On the surface, this is a straight-forward racially themed drama, but look a little deeper, and Bunuel's subversive themes are there as well. The hypocrisy of Miller's conduct is plain when we see how he treats Traver. In particular, his disdain for the crime Traver is accused of is in stark contrast to how he expects to get away with his own transgression.

The arrival of a reverend on the island is an interesting addition, and he certainly reveals who is the guiltier of the two men. "Let he who is without sin..." and all that.

The Young One isn't populated with many likeable characters, bar Traver. Played with relaxed charm by Bernie Hamilton, he's smooth, almost to the point of being a 60's cliché, but manages to retain his cool nonetheless. Miller is fundamentally a bit of a cunt, and is played well by Zachary Scott. Perhaps a little one-dimensional, he is at his best when he is broodily threatening, with either Evie or Traver on the receiving end of his menacing presence.

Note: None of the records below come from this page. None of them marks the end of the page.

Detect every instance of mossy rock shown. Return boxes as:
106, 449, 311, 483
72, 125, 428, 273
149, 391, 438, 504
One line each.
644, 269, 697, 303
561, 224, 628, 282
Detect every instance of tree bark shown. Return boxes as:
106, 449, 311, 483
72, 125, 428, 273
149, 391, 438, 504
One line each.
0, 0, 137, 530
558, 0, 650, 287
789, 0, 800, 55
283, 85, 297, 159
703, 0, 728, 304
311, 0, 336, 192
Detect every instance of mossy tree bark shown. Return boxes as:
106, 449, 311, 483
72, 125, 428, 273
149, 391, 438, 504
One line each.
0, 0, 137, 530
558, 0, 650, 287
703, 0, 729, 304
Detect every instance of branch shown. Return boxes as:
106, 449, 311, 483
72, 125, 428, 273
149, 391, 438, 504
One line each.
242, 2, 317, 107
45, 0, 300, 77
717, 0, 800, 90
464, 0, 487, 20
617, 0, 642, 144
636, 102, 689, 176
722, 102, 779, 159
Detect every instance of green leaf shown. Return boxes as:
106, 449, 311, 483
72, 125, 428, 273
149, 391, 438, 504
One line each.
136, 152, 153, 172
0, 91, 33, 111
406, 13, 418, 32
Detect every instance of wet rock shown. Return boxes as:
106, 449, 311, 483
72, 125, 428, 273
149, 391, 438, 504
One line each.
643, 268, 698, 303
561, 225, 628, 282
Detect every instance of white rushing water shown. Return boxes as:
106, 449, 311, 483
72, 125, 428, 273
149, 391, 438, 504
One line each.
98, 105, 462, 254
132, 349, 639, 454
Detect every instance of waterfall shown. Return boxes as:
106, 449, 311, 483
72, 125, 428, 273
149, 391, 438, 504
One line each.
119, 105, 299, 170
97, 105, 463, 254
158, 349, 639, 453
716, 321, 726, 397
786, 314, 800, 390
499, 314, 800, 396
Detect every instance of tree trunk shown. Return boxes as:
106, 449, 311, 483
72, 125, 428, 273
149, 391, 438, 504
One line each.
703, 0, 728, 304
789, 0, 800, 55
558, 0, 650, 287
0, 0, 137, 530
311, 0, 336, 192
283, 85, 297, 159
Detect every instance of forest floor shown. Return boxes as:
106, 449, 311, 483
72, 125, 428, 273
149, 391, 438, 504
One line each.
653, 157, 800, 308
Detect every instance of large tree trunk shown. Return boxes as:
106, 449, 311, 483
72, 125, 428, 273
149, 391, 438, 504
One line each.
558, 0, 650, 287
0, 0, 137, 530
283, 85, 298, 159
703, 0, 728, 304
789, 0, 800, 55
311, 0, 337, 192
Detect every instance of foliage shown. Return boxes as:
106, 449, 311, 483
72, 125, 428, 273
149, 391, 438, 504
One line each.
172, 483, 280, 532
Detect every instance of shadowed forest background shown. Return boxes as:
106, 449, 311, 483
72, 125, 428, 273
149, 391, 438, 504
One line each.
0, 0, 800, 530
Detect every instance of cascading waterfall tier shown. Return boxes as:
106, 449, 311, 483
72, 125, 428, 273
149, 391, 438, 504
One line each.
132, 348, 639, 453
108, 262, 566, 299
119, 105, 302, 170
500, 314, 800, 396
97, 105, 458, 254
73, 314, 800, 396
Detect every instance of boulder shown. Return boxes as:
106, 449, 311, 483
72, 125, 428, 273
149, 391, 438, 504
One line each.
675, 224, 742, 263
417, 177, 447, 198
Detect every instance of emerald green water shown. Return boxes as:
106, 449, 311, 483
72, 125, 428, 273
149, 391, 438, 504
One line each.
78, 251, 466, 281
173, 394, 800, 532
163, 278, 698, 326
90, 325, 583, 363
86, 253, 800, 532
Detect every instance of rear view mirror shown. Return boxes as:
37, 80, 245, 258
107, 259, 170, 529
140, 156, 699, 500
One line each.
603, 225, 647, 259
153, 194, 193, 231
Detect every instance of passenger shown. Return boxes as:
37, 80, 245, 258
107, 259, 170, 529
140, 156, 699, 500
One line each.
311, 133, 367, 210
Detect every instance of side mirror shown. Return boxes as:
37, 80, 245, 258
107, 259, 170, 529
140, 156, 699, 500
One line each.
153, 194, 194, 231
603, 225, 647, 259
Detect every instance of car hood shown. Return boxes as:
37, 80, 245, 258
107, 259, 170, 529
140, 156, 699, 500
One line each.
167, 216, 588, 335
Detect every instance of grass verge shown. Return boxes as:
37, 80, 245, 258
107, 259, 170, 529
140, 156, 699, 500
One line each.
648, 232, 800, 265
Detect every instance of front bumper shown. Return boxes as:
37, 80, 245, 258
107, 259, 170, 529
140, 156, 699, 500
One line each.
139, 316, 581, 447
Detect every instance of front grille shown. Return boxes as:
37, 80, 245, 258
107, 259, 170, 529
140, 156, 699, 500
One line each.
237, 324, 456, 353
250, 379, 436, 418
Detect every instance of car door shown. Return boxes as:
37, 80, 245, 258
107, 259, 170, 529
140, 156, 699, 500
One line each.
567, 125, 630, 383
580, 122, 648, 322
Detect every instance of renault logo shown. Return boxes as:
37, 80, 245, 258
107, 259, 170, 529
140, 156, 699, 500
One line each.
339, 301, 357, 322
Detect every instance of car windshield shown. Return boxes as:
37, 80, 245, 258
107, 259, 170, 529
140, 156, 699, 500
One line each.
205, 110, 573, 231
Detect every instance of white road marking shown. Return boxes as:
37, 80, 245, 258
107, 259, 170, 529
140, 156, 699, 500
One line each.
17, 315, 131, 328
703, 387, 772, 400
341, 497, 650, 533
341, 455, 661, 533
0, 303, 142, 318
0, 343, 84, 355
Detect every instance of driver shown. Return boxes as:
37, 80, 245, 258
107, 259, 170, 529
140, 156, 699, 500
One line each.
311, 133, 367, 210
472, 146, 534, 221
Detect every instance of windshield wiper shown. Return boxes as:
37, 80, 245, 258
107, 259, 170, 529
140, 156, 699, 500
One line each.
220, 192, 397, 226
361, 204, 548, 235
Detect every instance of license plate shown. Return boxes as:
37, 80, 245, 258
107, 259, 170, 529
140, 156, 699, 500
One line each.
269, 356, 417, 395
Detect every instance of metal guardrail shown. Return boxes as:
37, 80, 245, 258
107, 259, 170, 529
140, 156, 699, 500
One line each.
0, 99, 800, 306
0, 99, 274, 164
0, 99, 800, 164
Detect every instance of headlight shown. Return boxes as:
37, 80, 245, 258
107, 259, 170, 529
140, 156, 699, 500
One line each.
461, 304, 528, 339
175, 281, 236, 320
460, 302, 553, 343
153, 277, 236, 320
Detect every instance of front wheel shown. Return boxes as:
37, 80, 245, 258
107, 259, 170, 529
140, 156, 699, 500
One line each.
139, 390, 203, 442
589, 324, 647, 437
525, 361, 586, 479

The best part of the film is the dialogue, especially when Traver and Miller are shooting the breeze. It's extremely well written, with hardly a wasted word, and each discussion revealing more about the characters. Bunuel's skill and influence here cannot be understated, as the dialogue is remarkably fresh for a fifty year old movie. Also, in Hollywood in 1960, there can't have been many Hollywood movies evangelising black characters and vilifying their white counterparts. In this context, the film is also subversive and enjoyable.

Unfortunately, where 'The Young One' falls down is in terms of this reviewer's expectations of the director. It's a million miles away from his initial movies of the 30's, and perhaps reflects the stage of life Bunuel was at when he made it. Exiled from Spain since the Spanish Civil War, he had been working in Hollywood and Mexico for some years, but he actually lived in Mexico, where he also made a lot of his movies. (I'm working on getting a copy of 'Los Olvidados', and will include it in this retrospective if I do get it)

So, in brief, it's a 'straight' Bunuel movie, and in English. Might be a good starting point for the Bunuel-curious out there, a gentle one to dip your toe into before starting into the Spanish surrealist stuff. I think I was a little disappointed by the Young One because it's the surrealist work what I'm looking forward to!